2) Don’t get too fancy.

3) Don’t be smart.

4) Only ever tell us what we can’t already assume.

5) The main character has to be in some kind of jeopardy.

6) Always remember that your audience can walk away at any point, even while thumbing through a table of contents. Don’t let them.

7) Endings are earned, not rigged. And they need to be on the page, please.

8) Vagueness is not ambiguity. And ambiguity is often just timidness.

9) Be wary of semicolons and colons and em-dashes and ellipses and italics and all the coordinating crutches: though, but, however and the rest.

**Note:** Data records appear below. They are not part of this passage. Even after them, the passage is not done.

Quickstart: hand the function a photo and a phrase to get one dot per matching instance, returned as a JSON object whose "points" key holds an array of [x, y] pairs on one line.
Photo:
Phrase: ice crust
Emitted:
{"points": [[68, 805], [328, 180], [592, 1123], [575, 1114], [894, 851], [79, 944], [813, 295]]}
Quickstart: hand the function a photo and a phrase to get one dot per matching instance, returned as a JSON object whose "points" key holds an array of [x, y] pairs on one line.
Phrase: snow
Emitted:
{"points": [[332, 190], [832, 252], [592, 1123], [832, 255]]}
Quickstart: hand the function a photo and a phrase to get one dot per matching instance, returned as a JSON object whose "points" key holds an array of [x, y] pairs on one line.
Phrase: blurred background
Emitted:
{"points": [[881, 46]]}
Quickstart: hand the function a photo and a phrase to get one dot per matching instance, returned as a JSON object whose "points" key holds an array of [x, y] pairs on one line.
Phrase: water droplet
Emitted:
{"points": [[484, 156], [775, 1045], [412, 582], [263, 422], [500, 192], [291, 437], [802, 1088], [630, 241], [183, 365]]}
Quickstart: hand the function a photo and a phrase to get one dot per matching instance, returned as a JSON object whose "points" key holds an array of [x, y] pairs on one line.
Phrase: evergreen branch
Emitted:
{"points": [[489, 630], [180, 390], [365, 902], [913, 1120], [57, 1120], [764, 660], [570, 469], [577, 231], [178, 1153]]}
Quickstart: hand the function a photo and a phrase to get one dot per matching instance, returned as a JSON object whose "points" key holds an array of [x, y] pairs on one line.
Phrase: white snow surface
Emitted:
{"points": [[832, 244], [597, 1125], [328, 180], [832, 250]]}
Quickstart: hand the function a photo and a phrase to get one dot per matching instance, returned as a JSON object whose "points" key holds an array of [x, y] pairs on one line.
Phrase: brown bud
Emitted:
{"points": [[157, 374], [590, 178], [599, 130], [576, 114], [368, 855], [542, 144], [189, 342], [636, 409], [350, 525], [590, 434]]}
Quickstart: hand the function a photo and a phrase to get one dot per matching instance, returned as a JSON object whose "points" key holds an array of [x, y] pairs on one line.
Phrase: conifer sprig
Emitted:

10) Be economical with your exclamation points, and with passive voice, and with any sentence that uses the ‘when/while’-construction of ‘as.’

11) Subtlety isn’t key. Precision is.

12) Your story should read like somebody with scissors went through a story three times as big, and left only the good stuff.

13) Let the story engage the reader, not the writing.

And I didn’t put “Never describe a character by having him or look in a mirror” down because, let’s face it, if you’re tempted to do that, you’re up against some sort of crisis of the soul that no list is going to be able to fix, yeah?*

  • *And besides, sand mutants don’t have mirrors. Where they live, anything shiny draws attention.